On the Mediterranean coast the Catalan Pyrenees rise abruptly to 3000 metres and stay up there all the way through to Andorra providing breathtaking Alpine scenery all the way. Here you will discover the spectacular national parks of Aigüestortes y Estani de Sant Maurici and the regional park of the Pyrenees Catalans as well as the pre-Pyrenean Garrotxa Volcanic Park and Cadi-Moixeró.
Wherever you go you’ll find wonderful bird life and high mountain flora set in the most spectacular scenery. Each region is defined by its strong cultural identity and each has its own singular gastronomy, excellent wines and extraordinary heritage, but the mighty mountains make them all feel part of the great Pyrenean family.
Places to visit in the Spanish Pyrenees
Main highlights & cities in the Spanish Pyrenees
- Valleys of Baztan, Bidasoa & Roncal
- Irati forest – immense native woodlands
- Lumbier & Arbayun, stunning gorges with vast resident vulture colonies
- Roncesvalles, start for the Camino de Santiago
- Stunning glacial scenery in the Tena Valley
- Castillo de Loarre & Mallos de Riglo rock formations
- Delicious local Somontano wines
- San Juan de la Peña monastery, the spiritual heart of Aragon
- Ordesa & Monte Perdido – Spain’s first National Park
- Parc Nacional del Alt Pirineu with the highest peaks
- Cycle, Segway, trek or balloon ride over the Volcanoes
- Alt Garrotxa – Cuina Volcanica, ingredients grown in the volcanic soil
Things to do in the Spanish Pyrenees
The Pyrenees are a paradise for all manner of mountain activities from climbing and caving to rafting, horse-riding, canoeing and hiking with good weather from early Spring through to late Autumn (see below).
Here you’ll find many large birds of prey, including resident vulture colonies and the lammergeier or bearded vulture, one of Europe’s largest and rarest, as well as wall creepres, alpine choughs and a host of migratory birds, funnelled through the valleys on their journeys north and south, making the range a a mecca for bird-watchers and a pleasure for all.
For culture lovers there is much to marvel at with an immense heritage of Romanesque art and architecture as well as vestiges of Roman and Arabic presence in the region and wine lovers will find plenty to savour from Navarran varietals through the wonderful wines of Somontano to the delicious volcanic wines of La Garrotxa.
When to go to the Spanish Pyrenees
About the weather in the Spanish Pyrenees
The Pyrenees mountain range is not only a geographical border between the Iberian Peninsula and the rest of Europe, it also acts as a climatic frontier between the Atlantic and the Mediterranean.

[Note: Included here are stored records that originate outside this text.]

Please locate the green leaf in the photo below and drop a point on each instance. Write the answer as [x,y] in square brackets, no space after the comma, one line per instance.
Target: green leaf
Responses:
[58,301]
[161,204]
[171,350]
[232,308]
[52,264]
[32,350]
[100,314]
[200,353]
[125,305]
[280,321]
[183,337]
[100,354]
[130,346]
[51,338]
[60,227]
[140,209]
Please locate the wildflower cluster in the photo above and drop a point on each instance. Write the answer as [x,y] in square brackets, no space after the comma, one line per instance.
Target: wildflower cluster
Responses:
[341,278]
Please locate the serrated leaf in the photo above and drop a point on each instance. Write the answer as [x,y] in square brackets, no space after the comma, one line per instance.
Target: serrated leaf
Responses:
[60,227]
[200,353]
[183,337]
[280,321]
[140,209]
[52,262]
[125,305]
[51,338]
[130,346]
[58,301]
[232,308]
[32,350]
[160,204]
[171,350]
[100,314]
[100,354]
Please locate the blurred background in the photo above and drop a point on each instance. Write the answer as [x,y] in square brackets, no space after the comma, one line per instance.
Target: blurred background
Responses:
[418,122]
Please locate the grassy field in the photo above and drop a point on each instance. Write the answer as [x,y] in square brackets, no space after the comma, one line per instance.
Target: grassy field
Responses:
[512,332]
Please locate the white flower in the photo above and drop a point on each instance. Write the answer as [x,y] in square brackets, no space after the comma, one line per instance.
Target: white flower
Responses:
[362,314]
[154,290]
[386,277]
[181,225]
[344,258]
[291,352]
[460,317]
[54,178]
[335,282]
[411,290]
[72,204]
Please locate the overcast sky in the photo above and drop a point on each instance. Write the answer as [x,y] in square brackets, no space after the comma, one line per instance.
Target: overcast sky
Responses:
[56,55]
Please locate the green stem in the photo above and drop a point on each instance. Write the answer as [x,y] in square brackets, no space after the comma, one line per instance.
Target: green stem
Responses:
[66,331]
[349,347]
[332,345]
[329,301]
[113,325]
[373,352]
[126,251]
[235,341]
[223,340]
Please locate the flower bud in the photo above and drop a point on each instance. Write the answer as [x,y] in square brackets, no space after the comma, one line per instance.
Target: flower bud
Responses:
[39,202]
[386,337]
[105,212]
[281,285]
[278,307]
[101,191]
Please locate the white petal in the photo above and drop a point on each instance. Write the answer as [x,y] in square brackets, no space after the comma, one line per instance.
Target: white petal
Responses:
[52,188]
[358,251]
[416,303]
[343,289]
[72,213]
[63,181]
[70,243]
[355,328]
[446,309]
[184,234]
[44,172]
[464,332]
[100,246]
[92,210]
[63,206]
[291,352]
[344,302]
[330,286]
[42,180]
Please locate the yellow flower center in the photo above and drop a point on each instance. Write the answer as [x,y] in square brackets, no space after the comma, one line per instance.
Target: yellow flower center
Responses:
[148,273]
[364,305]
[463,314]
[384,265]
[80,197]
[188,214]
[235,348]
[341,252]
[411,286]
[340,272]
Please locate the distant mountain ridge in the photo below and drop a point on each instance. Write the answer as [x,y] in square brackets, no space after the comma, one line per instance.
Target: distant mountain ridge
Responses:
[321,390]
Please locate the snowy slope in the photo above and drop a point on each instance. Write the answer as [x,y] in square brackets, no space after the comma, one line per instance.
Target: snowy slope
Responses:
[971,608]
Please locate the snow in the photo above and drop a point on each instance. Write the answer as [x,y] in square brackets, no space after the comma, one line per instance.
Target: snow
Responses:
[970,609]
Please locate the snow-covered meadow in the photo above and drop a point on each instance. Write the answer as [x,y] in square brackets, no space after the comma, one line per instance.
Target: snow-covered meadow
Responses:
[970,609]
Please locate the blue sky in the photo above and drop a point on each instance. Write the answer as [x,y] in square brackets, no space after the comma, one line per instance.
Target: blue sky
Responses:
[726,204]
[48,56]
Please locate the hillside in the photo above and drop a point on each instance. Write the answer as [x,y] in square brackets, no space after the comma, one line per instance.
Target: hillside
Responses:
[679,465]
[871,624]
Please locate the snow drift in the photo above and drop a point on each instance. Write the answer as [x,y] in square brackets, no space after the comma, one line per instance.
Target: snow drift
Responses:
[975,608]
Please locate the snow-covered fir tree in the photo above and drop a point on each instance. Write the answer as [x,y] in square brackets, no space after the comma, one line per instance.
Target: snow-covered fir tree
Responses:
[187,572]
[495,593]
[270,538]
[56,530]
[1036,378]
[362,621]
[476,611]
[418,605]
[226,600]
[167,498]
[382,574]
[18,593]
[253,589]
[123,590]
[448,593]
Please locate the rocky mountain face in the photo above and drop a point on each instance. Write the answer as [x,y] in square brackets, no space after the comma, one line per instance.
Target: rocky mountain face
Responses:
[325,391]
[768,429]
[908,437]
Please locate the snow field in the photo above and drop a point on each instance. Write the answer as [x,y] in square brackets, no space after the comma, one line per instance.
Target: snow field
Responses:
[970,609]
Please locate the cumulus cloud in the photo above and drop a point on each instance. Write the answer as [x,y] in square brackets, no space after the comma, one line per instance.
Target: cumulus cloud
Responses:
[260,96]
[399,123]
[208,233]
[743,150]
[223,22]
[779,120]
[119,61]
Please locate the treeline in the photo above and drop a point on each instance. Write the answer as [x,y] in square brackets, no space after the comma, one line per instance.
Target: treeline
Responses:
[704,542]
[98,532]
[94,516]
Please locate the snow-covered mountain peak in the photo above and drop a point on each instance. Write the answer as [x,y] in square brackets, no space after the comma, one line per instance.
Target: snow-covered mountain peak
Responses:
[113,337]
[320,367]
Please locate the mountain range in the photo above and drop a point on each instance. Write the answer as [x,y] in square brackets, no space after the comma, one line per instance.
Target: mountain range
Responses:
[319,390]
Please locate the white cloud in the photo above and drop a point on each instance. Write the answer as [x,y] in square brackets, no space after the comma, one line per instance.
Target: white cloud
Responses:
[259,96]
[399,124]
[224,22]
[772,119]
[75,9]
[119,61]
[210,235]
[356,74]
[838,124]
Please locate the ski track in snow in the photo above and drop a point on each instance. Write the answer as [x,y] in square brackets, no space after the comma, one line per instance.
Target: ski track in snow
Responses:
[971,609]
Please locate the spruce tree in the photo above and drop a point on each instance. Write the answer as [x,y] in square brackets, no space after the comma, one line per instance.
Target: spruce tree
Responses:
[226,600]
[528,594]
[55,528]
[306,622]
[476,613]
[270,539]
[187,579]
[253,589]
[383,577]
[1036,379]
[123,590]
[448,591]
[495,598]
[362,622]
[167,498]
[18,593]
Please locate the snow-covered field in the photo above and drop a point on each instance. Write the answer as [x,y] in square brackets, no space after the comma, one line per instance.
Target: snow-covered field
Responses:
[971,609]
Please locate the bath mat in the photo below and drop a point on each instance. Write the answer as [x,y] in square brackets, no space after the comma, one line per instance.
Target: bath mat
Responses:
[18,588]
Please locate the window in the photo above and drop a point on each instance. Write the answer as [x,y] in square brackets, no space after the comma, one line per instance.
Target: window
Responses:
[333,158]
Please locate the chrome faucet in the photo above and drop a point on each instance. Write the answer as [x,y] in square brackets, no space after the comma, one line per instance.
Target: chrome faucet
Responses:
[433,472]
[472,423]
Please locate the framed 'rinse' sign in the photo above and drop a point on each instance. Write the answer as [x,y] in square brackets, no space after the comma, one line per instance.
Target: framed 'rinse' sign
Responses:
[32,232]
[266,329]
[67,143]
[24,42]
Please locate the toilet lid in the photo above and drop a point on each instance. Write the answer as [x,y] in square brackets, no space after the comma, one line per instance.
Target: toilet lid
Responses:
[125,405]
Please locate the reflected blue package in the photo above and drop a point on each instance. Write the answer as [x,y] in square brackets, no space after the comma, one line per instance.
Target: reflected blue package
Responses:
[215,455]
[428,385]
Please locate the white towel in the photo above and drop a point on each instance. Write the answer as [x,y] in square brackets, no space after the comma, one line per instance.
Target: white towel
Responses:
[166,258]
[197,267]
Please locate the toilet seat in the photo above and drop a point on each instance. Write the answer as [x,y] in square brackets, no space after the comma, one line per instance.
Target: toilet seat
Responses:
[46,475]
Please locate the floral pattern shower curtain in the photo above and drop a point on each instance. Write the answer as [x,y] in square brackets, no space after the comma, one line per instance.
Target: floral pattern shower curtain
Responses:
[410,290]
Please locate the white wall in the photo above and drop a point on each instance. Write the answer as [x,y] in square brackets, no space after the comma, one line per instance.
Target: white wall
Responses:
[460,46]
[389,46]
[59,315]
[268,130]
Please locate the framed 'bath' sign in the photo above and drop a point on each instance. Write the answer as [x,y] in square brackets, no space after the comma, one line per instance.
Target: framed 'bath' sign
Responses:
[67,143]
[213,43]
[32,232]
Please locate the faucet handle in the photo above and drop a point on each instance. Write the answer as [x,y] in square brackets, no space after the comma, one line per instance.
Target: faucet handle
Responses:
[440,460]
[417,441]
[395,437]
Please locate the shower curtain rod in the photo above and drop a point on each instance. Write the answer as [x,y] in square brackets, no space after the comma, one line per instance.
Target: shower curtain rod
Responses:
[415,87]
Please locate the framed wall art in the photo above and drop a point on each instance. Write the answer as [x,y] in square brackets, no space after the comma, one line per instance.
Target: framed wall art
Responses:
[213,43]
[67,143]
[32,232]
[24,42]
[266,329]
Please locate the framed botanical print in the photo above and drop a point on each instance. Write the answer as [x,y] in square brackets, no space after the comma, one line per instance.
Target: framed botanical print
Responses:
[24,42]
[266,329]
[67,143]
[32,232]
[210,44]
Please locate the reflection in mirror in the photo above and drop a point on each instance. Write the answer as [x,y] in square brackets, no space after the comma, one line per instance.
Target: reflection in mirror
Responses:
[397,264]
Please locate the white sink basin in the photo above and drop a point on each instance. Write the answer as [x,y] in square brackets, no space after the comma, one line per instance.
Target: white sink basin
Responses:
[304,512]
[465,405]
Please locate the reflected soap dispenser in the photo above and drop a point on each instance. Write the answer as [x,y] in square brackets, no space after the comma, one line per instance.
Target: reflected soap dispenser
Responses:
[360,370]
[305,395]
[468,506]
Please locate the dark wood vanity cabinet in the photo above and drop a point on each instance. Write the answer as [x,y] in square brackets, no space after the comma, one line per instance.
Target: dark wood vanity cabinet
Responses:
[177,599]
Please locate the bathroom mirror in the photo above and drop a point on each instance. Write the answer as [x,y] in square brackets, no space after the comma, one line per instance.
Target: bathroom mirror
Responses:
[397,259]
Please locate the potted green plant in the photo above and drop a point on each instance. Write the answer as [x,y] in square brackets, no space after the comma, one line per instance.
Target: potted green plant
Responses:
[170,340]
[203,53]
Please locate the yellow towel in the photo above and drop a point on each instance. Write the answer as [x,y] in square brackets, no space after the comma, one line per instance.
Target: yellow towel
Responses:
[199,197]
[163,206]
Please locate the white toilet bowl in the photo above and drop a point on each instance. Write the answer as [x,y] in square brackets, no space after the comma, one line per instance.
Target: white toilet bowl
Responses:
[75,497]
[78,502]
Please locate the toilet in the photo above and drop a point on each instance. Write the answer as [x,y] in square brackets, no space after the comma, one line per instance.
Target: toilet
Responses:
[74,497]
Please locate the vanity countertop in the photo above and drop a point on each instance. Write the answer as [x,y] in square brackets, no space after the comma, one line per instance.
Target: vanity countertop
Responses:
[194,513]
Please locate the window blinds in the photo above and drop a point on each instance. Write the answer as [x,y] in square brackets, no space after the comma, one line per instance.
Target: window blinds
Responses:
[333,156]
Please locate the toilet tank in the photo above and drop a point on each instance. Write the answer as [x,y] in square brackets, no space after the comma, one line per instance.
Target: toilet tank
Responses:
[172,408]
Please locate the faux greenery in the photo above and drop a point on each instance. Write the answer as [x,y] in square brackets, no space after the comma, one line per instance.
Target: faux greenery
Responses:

In the Navarran Pyrenees as the mountains tumble down to the Atlantic Ocean the climate is more humid with heavier snowfalls in winter. Temperatures, whilst usually quite mild, vary from north to south or even during the day. It can be hot in the morning and really quite cold by night! The best time season is from March to October but whatever the time of year come prepared for everything!
Further east, as you approach the Mediterranean coast, precipitations are more scarce, summers are hot and dry and winters quite cold. It is however difficult to generalise regarding the seasonal climate in the Pyrenees as conditions vary depending on the latitude and longitude and also on the altitude. For example, in the lush green northern Valleys of Ansó and Hecho rainfall is somewhat heavier than nearby Jaca or Ainsa.
In the central and eastern Pyrenees, April and May, when the rivers are swollen after snow-melt, conditions are perfect for water sports such as rafting, kayaking, river boarding and canyoning. June to mid-September are the driest and sunniest months, best time for hiking in the mountains, for horse trekking, rock climbing and road and mountain biking though in high summer you must come prepared for some really high temperatures. And of course, if you are a winter-sports lover, December through to February is your ideal time to come.
Getting to the Spanish Pyrenees
Spanish Pyrenees holiday destinations are well served by air and sea from the UK
Brittany Ferries offer seven sailings a week from Portsmouth or Plymouth to Santander or Bilbao. Crossings are over-night and take between 21 and 24 hours (with the exception of the Sunday night crossing which takes two nights). Bilbao is the closest to the mountains but Santander is only an hour further west.
- Bilbao from Stansted or Manchester with Easyjet, from Heathrow with BA, from Gatwick with Vueling, from Bristol or Edinburgh with Easyjet
- Zaragoza from Stansted with Ryanair
- Barcelona from Stansted, Manchester, Edinburgh & Dublin with Ryanair; Bristol, Luton, Belfast, Gatwick with Easyjet; Manchester, Gatwick, Edinburgh with Vueling (and many other UK airports with various carriers – please call us for advice)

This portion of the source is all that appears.